Philosophers of technology explain that technology is best understood in light of cultural structures and expectations, jointly termed scaffolding. As explained in Chap. 5, similar to how construction scaffolds support construction workers and extend their reach, instructional scaffolds support learners and allow them to perform tasks that they would not be able to do without this support. Examples include sentence starter prompts, explicitly defined roles and responsibilities, and partially completed examples. Addressing technology in a book about STEM is difficult. Technology changes so rapidly that research quickly becomes outdated. Technology also has the problem of overpromising. In the past, the technologies of television and language labs were touted as the tools that were going to transform education. Yet, the impact of these technologies was minimal. A variety of interesting current technology-driven experiments, such as cyberlearning in general and the flipped classroom in particular, have great potential while facing some serious challenges.
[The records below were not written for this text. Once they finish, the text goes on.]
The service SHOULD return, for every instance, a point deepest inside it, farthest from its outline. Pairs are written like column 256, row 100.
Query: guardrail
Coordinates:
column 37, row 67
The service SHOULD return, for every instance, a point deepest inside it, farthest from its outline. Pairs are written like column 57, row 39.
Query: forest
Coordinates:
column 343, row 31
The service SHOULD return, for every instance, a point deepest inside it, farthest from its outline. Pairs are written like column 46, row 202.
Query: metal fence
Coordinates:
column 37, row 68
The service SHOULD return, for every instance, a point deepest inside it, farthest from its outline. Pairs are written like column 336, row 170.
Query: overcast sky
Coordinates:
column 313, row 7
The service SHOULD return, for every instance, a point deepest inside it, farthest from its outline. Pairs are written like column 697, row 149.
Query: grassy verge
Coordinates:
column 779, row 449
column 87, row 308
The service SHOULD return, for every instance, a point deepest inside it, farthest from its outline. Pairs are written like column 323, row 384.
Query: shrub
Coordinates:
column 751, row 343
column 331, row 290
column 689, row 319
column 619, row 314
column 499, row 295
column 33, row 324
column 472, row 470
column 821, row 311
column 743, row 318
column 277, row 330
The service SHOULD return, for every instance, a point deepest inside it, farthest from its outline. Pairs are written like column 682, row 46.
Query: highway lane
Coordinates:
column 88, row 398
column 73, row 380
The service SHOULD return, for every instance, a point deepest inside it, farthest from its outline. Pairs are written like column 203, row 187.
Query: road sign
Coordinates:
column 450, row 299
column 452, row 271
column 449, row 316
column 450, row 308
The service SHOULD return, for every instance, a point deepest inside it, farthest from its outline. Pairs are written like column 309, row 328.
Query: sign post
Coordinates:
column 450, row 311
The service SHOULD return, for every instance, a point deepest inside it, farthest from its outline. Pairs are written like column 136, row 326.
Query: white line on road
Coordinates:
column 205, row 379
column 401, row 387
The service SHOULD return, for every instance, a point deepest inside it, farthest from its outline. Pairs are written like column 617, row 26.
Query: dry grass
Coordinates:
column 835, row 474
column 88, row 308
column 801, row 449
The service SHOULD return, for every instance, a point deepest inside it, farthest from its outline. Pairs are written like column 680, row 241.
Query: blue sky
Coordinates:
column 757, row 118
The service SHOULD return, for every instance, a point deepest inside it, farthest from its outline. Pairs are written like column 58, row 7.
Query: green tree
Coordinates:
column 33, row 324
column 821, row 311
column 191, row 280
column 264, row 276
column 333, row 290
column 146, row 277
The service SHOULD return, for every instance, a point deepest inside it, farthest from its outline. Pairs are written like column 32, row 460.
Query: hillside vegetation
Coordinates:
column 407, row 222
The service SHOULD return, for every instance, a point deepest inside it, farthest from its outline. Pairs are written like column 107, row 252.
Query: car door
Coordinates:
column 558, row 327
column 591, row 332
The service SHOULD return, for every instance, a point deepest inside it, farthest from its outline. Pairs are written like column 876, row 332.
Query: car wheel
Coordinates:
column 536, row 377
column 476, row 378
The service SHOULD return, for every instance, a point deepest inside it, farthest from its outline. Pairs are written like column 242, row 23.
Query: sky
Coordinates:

Teachers need better training in the pedagogies of technology. Students, especially in lower socioeconomic classes, need easier access to the Internet, and schools need improved infrastructure to support these rapidly changing technologies. Educators should learn a lesson from the work in adaptive technologies for individuals with disabilities. In that work, one of the foci is on whether the individual can use an adaptive technology in school and not whether the adaptive technology helps the individual learn. Students and teachers can use many forms of technology, and our emphasis should be on whether those technologies support learning and under what circumstances.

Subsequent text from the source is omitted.